If using multi-disk setup, mirror EFI system partitions:


sudo cp -r /mnt/boot/efi/EFI /tmp

sudo umount /mnt/boot/efi

for i in ${DISK[@]}; do

sudo cp -r /tmp/EFI /mnt/boot/efis/${i##*/}

sudo efibootmgr -cgp 1 -l "\EFI\BOOT\BOOTX64.EFI" \

-L "manjaro-${i##*/}" -d ${i}-part1

done

sudo mount -t vfat ${DISK[1]}-part1 /mnt/boot/efi

Finally we unmount all the disks and then restart into our newly installed system:


sudo umount /mnt/boot/efi

for i in ${DISK[@]}; do

sudo umount /mnt/boot/efis/${i##*/}

done

sudo umount /mnt/boot

sudo zfs umount -a

sudo zfs umount rpool_$UUID/ROOT/default

sudo zpool export rpool_$UUID

sudo zpool export bpool_$UUID

6 Likes

Hey thanks for posting this.

I’m about to upgrade (replace) my old 8700K that’s running ZoL (Ubuntu) on a two-drive zraid-1 (+ 1TB NVME L2ARC & optane SLOG) storage setup and was researching how to do it on Arch.

The Ubuntu root on ZFS instructions provided by OpenZFS were complex enough, Arch looks even more so, so I’m glad you posted this guide that distills it down.

One question / request if you don’t mind side-tracking this thread a little:

Background: About a year ago, this current ZoL system somehow made itself unbootable. Something updated grub but got confused and didn’t update the zfs boot partition correctly. I spent several long days trying to repair things but the ubuntu zsys generated snapshot rollback didn’t work, manual repair/regen attempts just made things worse (ubuntu apparmor, etc), and I had work to do. So I ended up copying off my data, reinstalling & restoring the same setup, and getting caught back on my deadlines. Took me down for a week and cost me that much vacation time. This made me realize that my backup system (basically cobbled together using syncoid+sanoid to another system) was inadequate - although I’m reasonably protected against hardware failure, I’m still pretty vulnerable to software fails. Everything was redundant & backed up, but I couldn’t restore a working system.

Since then, I haven’t solved the ‘backup/restore linux root on zfs boot’ problem but I sure would like to.
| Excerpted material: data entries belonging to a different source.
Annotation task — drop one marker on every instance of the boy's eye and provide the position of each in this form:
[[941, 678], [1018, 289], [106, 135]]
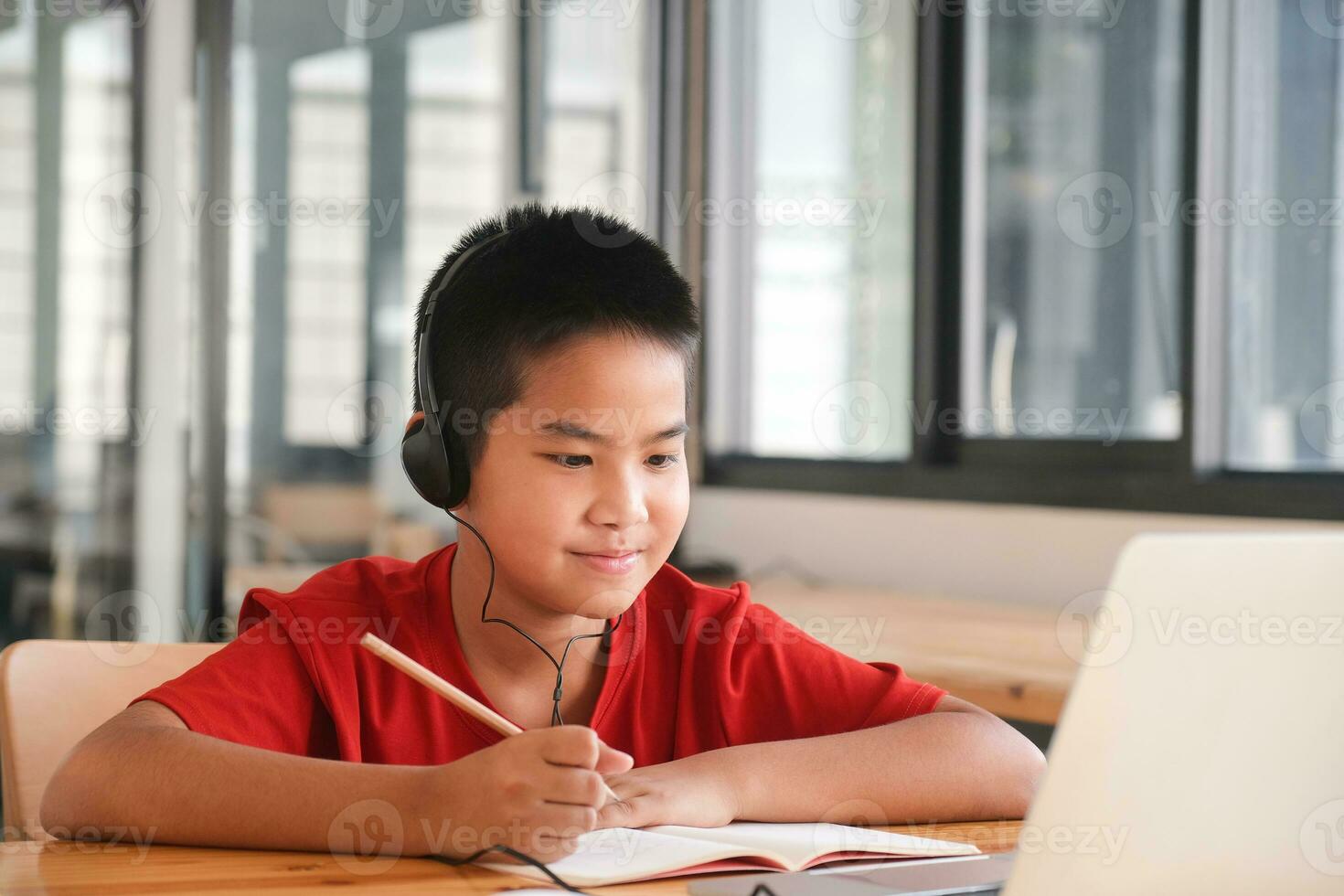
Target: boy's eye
[[580, 461], [664, 461]]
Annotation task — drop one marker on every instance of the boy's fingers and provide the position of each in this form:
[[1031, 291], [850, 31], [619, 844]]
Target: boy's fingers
[[625, 813], [612, 761]]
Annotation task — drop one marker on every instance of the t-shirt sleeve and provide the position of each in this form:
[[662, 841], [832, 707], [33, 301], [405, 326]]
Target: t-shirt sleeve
[[777, 683], [253, 690]]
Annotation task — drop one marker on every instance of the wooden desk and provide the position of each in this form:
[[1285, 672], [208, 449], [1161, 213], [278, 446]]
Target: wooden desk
[[1006, 658], [65, 867]]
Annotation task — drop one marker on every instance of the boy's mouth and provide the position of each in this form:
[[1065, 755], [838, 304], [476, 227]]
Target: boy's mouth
[[613, 563]]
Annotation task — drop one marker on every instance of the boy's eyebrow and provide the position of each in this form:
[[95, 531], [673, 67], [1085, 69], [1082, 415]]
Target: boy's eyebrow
[[568, 429]]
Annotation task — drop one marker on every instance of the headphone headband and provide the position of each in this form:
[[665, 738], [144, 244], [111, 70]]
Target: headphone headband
[[432, 454]]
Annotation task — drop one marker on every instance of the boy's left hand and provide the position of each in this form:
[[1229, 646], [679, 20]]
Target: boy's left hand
[[684, 792]]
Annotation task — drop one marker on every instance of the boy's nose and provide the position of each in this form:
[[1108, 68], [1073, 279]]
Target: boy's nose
[[620, 504]]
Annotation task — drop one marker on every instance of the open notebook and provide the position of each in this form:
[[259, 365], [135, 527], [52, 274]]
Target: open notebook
[[624, 855]]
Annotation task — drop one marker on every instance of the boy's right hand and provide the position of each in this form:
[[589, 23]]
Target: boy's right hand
[[534, 792]]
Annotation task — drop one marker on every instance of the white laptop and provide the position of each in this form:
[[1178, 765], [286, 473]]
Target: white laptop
[[1201, 744]]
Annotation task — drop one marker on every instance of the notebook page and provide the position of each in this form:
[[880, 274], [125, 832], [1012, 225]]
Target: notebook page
[[798, 844], [620, 855]]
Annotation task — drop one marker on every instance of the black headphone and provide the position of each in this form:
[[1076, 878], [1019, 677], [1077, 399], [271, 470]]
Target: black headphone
[[436, 464], [432, 453]]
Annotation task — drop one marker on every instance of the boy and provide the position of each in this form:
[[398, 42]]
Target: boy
[[569, 346]]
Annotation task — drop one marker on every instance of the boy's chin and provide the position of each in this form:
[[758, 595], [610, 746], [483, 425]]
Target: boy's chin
[[603, 604]]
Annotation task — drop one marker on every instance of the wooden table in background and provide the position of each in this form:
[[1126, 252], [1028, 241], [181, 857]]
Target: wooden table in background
[[1011, 660], [63, 867]]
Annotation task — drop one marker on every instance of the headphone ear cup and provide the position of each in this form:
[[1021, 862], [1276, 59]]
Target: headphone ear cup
[[423, 463]]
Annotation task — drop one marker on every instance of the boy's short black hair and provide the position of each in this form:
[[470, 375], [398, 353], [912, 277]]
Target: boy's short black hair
[[560, 274]]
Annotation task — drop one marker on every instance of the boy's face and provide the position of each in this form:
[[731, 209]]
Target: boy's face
[[546, 493]]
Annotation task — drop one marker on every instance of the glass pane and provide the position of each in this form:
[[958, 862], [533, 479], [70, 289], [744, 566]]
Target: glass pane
[[595, 108], [809, 229], [1072, 274], [1281, 219], [69, 208]]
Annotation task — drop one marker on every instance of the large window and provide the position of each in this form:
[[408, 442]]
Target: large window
[[1072, 280], [1126, 252], [808, 220], [1275, 214], [71, 214]]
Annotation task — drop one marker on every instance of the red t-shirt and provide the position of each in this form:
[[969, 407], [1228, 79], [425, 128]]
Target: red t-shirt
[[692, 667]]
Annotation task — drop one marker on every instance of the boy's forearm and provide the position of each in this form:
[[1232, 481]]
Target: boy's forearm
[[177, 786], [941, 766]]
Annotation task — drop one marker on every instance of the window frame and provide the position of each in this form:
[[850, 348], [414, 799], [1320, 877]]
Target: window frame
[[1180, 475]]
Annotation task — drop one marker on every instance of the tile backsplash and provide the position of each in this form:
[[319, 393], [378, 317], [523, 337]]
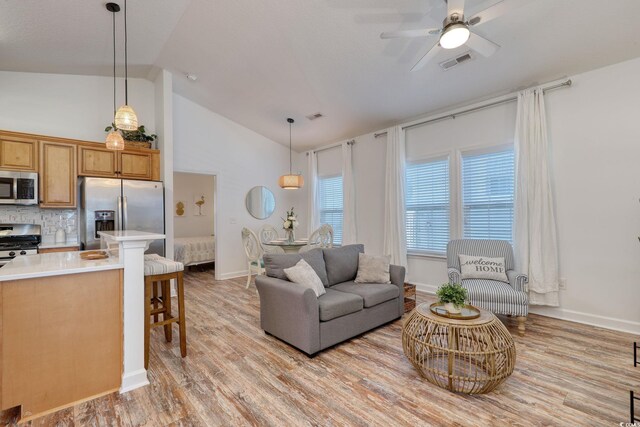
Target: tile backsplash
[[49, 219]]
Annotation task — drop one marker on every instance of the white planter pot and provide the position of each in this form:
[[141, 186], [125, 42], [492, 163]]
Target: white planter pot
[[451, 308]]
Do you or anyone have a way to backup & restore these systems?

From what I understand the following would need to be captured in a backup and then restored properly:

  1. parition tables of drive(s) involved (l2arc and slog can be manually recreated)
  2. EFI partition (disk image?)
  3. ZFS boot partition (disk image?)
  4. swap partition (recreated?)
  5. main ZFS linux root partition
  6. etc

1-5 are of primary interest to me - once I have a basic system going again (without having to rebuild it manually!) I’m happy to do the rest of my restore process manually. It doesn’t have to be elaborate, just reliable.

Or is there some recommended way people do ZFS system backups? I’ve looked and haven’t found much at all. When I was stuck unbootable I asked the gurus on the OpenZFS forum and they didn’t seem to understand the question (I was a little desperate at the time though haha)
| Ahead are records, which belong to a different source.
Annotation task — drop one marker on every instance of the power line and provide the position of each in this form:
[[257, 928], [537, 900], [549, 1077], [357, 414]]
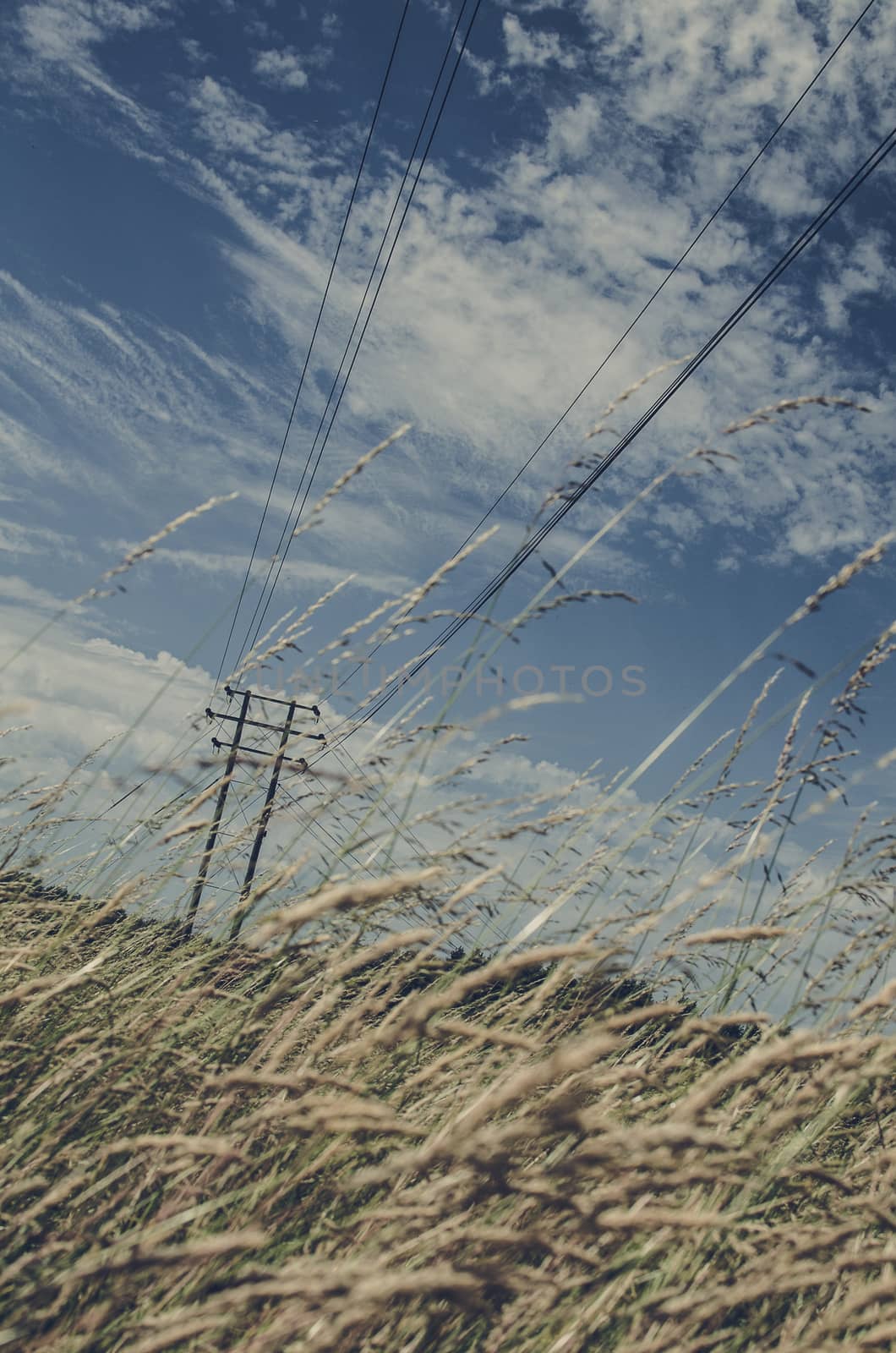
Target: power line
[[317, 324], [644, 308], [516, 561], [287, 534]]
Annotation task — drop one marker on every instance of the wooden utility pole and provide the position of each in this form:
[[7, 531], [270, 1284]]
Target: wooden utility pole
[[234, 750], [263, 823], [216, 820]]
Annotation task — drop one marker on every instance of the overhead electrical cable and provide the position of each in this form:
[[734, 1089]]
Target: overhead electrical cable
[[287, 534], [644, 308], [570, 500], [314, 331]]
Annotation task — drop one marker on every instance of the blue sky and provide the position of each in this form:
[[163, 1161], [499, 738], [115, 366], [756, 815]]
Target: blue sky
[[175, 180]]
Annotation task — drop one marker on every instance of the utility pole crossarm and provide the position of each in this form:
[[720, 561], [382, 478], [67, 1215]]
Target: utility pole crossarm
[[258, 751], [274, 700], [256, 723]]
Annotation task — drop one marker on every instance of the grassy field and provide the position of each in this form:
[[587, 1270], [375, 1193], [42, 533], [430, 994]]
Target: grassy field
[[329, 1148], [366, 1125]]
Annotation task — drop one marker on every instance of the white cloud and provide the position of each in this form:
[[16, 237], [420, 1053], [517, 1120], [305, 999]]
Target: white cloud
[[531, 47], [281, 68]]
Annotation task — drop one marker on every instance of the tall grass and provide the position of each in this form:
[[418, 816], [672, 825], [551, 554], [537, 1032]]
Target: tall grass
[[565, 1072]]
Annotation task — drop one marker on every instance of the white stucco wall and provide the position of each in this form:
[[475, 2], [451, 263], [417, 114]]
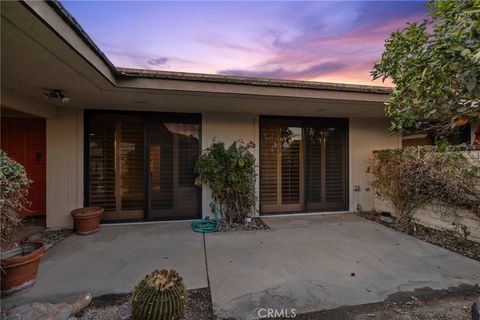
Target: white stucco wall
[[65, 157], [64, 167], [227, 128], [365, 136]]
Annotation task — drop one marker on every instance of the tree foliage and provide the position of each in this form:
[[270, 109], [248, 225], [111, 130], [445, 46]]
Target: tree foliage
[[415, 176], [230, 175], [13, 191], [435, 66]]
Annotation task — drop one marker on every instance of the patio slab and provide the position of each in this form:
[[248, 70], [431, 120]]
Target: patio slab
[[115, 259], [311, 263]]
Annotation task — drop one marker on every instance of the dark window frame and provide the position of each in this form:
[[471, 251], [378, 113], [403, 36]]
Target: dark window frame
[[344, 122]]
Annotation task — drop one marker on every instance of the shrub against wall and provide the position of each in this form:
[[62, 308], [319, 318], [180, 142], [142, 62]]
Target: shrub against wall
[[230, 174], [13, 191], [412, 177]]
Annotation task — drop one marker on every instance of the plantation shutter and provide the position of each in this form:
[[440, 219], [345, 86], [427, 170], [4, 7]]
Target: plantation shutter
[[325, 152], [269, 166], [116, 168], [131, 152], [102, 158], [281, 162]]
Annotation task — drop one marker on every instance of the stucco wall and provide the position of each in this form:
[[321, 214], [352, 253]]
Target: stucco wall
[[64, 167], [439, 216], [365, 136], [65, 156], [227, 128]]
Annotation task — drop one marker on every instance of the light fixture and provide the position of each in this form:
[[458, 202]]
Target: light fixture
[[56, 94]]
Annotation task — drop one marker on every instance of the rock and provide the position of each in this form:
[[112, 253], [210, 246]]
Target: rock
[[125, 311], [475, 310], [49, 311], [386, 219]]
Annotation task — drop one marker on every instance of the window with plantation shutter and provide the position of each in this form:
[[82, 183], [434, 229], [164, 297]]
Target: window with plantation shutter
[[302, 164], [141, 165]]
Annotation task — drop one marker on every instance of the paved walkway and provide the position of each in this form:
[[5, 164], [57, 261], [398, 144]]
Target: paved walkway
[[312, 263], [115, 259], [305, 262]]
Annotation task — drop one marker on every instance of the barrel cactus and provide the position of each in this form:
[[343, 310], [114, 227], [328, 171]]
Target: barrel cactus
[[161, 295]]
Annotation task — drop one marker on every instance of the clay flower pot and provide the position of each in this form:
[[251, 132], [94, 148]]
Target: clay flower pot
[[19, 267], [87, 220]]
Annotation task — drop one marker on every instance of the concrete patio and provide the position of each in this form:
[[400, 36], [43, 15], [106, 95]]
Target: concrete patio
[[308, 263]]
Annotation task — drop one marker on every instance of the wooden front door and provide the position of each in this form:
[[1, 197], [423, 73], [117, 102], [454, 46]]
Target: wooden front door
[[24, 139]]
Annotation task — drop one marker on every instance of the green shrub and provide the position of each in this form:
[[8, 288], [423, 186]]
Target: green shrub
[[161, 295], [412, 177], [230, 175], [14, 184]]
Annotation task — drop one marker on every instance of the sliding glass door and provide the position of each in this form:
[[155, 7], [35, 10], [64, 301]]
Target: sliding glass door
[[281, 164], [140, 166], [302, 164], [174, 149]]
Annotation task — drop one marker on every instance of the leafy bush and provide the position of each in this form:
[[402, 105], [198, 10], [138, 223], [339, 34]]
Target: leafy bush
[[14, 184], [412, 177], [230, 174]]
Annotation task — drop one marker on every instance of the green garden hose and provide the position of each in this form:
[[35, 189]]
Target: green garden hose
[[208, 225]]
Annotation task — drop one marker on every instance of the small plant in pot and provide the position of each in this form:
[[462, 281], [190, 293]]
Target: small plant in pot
[[19, 263]]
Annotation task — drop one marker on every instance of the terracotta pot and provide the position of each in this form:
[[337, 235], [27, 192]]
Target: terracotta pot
[[87, 220], [19, 267]]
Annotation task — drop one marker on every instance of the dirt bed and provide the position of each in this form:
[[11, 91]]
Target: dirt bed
[[440, 238], [442, 306], [118, 307], [255, 224]]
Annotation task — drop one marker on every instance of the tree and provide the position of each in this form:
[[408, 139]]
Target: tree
[[435, 67]]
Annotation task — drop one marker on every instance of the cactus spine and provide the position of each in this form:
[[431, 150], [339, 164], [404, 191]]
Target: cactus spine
[[161, 295]]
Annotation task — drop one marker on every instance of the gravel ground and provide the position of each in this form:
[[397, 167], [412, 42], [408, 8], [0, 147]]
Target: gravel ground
[[199, 307], [256, 224], [51, 237], [441, 306], [442, 239]]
So if you or anyone has recommendations on how to set this up, I’d really like to implement it on this new system. If not, I’d be happy to help create one, although I’d need to be really careful - I’m more than a little gun shy after that last debacle and the data on my workstation is pretty valuable.